This is really a fascinating and stimulating book that not only challenges conventional wisdom on boomers but also offers an important perspective on our society and political culture. It'll no doubt anger the self-rightous boomer bashers, and it will certainly raise the blood pressure of social conservatives who wish a return to the social order of the Fifties. But for all the rest of us, this book speaks to our lives and experiences, and it does so eloquently and powerfully. Steinhorn's essential point is that we're a more inclusive and tolerant country than we were before the boomer years - that boomers brought about social change based on the essential values of equality, personal freedom, pluralism, and environmental protection. Unfortunately, we too often take these gains for granted. Boomers have their problems, and Steinhorn acknowledges them, but which generation didn't have problems? And does anyone realistically want to go back to the old ways? So read this book. It'll be an eye-opener.

A Most Compelling Book

As a pre-Baby Boomer who has often been critical of the Boomer legacy, I must admit I was enormously impressed and moved by Leonard Steinhorn's "The Greater Generation: In Defense of the Baby Boom Legacy." Indeed, the author has given me an entirely new perspective on what the Boomer generation was trying to achieve, did achieve, and continues to achieve. For it was this generation that put so much toil, sweat and tears -- if not blood -- into forcing America to live up to the ideals and principles of our Founding Fathers and our Constitution.

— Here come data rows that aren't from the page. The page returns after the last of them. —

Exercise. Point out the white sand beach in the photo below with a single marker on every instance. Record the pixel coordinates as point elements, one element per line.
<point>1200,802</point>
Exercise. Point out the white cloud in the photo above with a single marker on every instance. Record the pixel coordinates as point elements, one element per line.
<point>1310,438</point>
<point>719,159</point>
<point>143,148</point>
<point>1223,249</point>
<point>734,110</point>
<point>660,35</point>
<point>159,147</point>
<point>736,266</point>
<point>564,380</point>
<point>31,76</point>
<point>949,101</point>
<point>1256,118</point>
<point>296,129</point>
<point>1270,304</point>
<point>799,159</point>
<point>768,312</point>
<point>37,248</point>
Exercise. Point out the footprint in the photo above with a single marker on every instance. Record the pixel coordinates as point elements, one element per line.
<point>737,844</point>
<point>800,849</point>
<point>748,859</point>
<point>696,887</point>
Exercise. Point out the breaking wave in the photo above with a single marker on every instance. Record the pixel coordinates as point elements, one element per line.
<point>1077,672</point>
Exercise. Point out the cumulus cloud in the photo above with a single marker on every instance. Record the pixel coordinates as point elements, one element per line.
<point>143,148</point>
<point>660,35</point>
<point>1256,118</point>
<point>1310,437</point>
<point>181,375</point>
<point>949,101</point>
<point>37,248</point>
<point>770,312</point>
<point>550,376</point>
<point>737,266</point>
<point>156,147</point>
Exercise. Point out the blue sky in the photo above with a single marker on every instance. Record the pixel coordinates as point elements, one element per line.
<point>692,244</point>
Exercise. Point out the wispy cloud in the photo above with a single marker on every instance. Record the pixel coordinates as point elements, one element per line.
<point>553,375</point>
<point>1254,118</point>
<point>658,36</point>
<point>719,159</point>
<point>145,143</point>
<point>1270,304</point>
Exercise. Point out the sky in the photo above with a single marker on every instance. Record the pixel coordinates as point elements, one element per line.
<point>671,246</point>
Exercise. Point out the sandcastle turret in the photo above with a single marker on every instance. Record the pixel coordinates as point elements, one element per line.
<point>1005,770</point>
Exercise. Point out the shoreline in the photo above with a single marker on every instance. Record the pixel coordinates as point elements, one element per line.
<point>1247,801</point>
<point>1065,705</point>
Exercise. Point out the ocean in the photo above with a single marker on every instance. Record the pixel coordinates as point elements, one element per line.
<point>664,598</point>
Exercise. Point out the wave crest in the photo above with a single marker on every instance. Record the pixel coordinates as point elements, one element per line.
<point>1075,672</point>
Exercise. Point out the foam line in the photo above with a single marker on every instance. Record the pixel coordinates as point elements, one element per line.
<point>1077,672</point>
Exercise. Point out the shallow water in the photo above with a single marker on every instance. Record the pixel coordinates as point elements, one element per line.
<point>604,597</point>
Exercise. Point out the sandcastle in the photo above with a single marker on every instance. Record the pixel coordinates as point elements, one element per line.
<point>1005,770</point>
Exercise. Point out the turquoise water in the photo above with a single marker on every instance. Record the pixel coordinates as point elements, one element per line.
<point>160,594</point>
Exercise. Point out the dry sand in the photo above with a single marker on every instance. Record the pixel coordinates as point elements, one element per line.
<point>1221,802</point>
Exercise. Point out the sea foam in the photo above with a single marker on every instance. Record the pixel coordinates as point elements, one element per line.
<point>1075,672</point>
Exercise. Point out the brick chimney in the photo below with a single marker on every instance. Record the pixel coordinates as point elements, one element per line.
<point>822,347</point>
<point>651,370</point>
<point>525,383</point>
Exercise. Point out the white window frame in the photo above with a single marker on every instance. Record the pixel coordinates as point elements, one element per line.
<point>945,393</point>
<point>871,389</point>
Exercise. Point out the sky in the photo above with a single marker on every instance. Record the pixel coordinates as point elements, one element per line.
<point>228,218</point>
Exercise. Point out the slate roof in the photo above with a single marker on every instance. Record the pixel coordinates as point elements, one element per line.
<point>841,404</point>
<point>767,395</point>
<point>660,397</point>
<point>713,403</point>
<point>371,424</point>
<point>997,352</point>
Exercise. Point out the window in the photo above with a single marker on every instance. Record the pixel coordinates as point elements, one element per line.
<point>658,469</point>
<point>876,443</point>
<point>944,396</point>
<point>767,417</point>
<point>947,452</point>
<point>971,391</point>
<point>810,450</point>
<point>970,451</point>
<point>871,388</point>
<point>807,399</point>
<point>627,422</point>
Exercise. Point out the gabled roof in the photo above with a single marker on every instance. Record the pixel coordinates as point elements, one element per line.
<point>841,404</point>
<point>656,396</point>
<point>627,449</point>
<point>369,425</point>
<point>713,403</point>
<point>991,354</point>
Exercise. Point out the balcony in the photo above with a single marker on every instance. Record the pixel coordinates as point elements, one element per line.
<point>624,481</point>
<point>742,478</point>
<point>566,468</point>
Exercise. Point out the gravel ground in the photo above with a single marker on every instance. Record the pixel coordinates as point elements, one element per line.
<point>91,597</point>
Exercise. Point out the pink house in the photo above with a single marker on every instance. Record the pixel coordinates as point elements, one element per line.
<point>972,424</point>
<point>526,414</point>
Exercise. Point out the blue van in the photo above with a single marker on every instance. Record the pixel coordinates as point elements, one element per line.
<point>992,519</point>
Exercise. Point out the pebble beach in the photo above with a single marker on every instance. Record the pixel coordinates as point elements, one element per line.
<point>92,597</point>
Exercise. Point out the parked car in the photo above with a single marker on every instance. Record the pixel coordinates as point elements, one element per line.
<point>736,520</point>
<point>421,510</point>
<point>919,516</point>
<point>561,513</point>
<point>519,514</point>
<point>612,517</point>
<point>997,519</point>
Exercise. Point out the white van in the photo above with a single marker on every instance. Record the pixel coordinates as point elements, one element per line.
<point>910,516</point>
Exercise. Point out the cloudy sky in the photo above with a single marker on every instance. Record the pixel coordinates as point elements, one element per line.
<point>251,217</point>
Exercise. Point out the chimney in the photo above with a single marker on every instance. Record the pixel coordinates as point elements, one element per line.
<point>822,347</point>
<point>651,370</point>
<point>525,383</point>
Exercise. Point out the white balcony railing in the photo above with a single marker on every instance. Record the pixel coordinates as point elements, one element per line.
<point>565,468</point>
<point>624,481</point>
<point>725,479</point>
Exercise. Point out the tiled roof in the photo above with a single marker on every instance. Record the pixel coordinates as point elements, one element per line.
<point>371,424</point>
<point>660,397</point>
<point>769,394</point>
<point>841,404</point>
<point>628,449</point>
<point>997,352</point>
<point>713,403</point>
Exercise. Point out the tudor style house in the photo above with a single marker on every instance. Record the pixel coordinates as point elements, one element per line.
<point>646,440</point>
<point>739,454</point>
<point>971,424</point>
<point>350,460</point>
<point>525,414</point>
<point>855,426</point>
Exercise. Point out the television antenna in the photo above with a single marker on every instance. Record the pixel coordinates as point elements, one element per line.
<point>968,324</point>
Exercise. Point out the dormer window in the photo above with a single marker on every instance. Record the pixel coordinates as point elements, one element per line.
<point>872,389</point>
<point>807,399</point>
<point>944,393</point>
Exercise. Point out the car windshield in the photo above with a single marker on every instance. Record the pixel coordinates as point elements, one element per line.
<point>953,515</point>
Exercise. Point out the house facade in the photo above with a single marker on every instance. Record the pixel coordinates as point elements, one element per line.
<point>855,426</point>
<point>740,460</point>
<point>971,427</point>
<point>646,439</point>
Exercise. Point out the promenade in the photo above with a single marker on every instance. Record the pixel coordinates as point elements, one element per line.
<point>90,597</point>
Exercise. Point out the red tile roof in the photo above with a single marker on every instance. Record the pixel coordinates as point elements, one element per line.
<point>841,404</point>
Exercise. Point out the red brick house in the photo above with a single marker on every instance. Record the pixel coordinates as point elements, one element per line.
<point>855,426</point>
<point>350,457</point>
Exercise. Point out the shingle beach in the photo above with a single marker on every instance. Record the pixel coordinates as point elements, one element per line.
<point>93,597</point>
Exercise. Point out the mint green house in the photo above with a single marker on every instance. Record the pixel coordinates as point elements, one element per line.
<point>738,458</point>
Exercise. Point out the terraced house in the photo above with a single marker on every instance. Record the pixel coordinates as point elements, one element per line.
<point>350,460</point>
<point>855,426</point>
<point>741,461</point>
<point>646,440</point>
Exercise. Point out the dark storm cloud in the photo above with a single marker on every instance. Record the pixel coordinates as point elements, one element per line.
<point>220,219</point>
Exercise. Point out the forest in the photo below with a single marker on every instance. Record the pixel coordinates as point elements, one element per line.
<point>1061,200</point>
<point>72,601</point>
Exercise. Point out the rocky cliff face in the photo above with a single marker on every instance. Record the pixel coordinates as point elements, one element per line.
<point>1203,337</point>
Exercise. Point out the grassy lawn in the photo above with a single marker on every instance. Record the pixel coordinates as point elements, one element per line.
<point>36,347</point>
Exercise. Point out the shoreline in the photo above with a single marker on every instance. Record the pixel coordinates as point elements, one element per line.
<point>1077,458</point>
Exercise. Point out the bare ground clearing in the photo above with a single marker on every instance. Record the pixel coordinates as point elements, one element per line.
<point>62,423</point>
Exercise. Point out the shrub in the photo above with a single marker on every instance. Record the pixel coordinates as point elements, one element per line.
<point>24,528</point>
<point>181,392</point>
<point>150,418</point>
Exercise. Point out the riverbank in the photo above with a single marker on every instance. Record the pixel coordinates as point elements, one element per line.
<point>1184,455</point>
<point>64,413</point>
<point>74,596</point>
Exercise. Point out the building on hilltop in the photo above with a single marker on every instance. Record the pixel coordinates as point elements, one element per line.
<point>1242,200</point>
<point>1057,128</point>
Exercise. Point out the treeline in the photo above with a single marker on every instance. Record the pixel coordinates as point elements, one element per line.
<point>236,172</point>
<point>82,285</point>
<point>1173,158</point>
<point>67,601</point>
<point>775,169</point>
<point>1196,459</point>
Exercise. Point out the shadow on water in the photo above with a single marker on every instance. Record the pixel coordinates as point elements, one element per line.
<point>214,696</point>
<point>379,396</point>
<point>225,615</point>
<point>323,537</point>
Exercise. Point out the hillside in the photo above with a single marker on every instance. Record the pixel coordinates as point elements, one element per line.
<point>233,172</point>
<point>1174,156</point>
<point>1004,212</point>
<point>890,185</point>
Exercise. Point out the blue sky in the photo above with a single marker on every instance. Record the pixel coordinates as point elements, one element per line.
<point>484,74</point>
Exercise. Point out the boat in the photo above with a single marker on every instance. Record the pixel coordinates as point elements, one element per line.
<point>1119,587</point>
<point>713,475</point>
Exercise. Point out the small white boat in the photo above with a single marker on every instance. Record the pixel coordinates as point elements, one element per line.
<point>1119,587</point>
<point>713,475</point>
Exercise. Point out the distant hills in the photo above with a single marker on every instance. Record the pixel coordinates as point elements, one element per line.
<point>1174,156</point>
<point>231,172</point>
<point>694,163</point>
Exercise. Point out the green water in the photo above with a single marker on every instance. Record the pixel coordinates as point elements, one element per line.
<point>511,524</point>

In this sense, they were every bit as patriotic as the "Greatest Generation" that fought World War II. It was a patriotism rooted in our highest values and aspirations as a nation and as a people. From the very first page, Steinhorn seizes the reader's interest -- a tribute to his superb, ever-fresh and provocative literary style, no less than to the power of his ideas, facts and fundamental premise. What's more, he is truly fair and balanced, acknowledging the excesses of the Boomer legacy while giving proper respect and credit to the "Greatest Generation." It is also an uplifting book with an optiimistic outlook on the future and even a hopeful view of our own troubled times. "Even amid the grimmest of days," writes the author, "let us celebrate how much of a better nation we've become over the last generation." Thanks to this most compelling book, I have a far greater appreciation of the Boomer generation and just how much it has helped "secure the Blessings of Liberty to ourselves and our Posterity."

Great Book

As a Generation Xer, it would be easy to buy into the unfortunate media cariacture of Baby Boomers as a largely materialistic and self-indulgent generation bent on exploiting the American dream for their own selfish desires. But that is simply not the truth. In a wonderfully written and meticulously argued book, Mr. Steinhorn has thoughtfully described how Baby Boomers have done more to hold America true to its values than preceding generations. On issues ranging from civil rights, womens rights, environmental standards, the workplace and education, the battles fought and won by Baby Boomers have made America a more open, free and egalitarian society. I read with great interest this important, provocative book. While it may create controvery among those who Mr. Steinhorn describes as "cultural Luddites", nobody can dispute the facts presented by the author.